The radiator is one of the greatest inventions of modern times. Can you imagine how miserable and cold life would be without central heating? Not to mention the smog we’d be coughing in caused by the increasing population burning more and more coal and wood on their fire. It turns out that the prodigious output of steam-heated buildings is the direct result of theories of infection control that were enlisted in the battle against the great global pandemic of 1918 and 1919.
So with the bitter cold giving him a wonderful incentive to warm up his cold bones the Polish-born Russian, businessman, Franz San Galli invented the heating radiator in St Petersburg between 1855-1857. That’s two years of cold fingers fiddling with bits of cold metal before he could take his hat off and thaw out his Vodka using his new Radiator. In the late 1800s, companies, such as the American Radiator Company, promoted cast iron radiators over previous fabricated steel designs in order to lower costs and expand the market.
His invention was taken up by the wealthy Victorians as the ‘must have’ of the day, although the Radiator sensation in Great Britain really took off during the early 20th century. All the radiators of the day were run by steam, rather than hot water today. Steam works at great pressures hence all early radiators were fitted with steam valves which might suddenly release their steam should the pressure rise too much.
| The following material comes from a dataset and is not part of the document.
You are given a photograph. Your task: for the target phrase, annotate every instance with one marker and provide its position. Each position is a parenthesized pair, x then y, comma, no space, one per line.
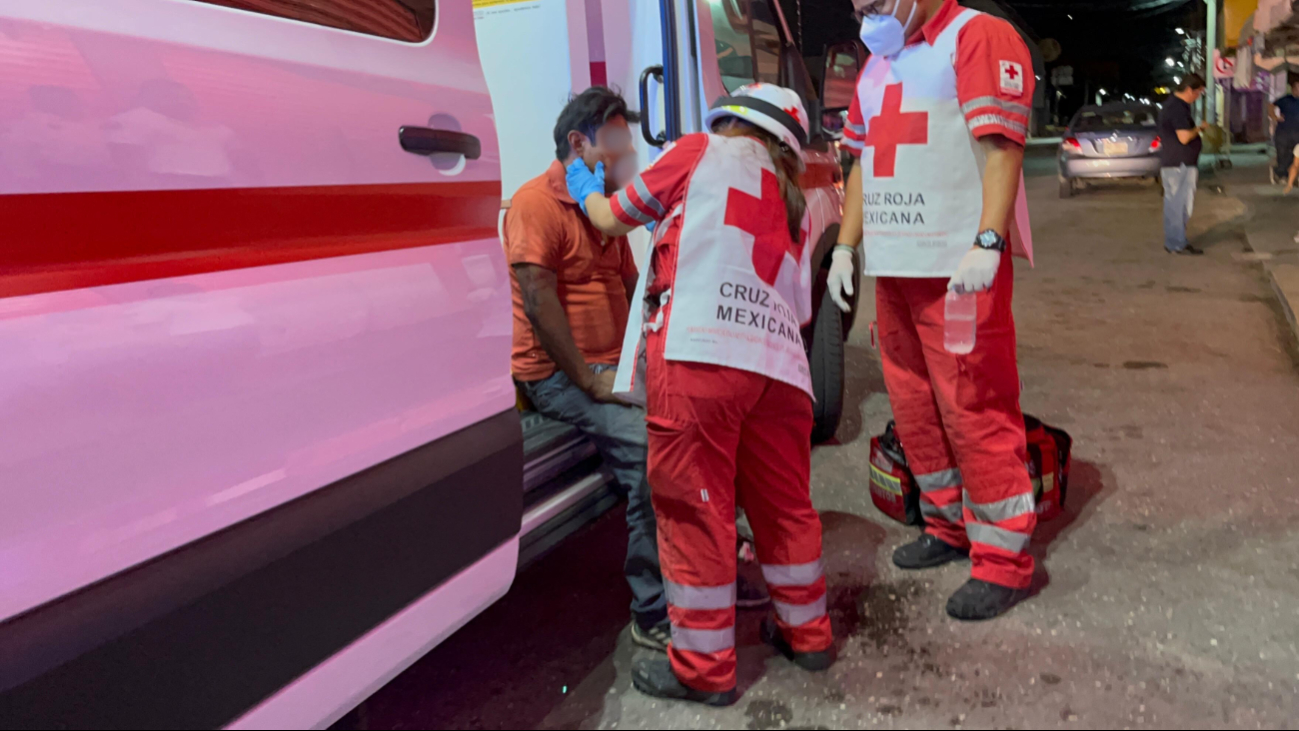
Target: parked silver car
(1112,140)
Steam heating and radiators were designed to heat buildings on the coldest day of the year with all the windows open. Anybody who’s thrown their windows open in January, when their apartment is stifling, is, in an odd way, replicating what engineers hoped would happen a century ago. Engineering books from the 1920s often mentioned this need to design heating systems, notably the boilers and radiators, to operate with all windows open, a requirement of the “fresh air movement.”
Man’s own breath seemed to be her or his greatest enemy. Sound familiar? By the time the Spanish Flu hit, the maxims of the fresh air movement had become popular enough to impact building designs. The toll of the pandemic solidified this thinking. Having robust steam boilers that could keep apartments and dwellings comfortable with open windows became standard in New York City; as well as other populated cities in the States. As a Covid-haunted winter looms, residents of steam-heated buildings may get another opportunity to crank their radiators up and put them to their intended use. As we’ve been experiencing, ventilation is being promoted as a key strategy to cut infection.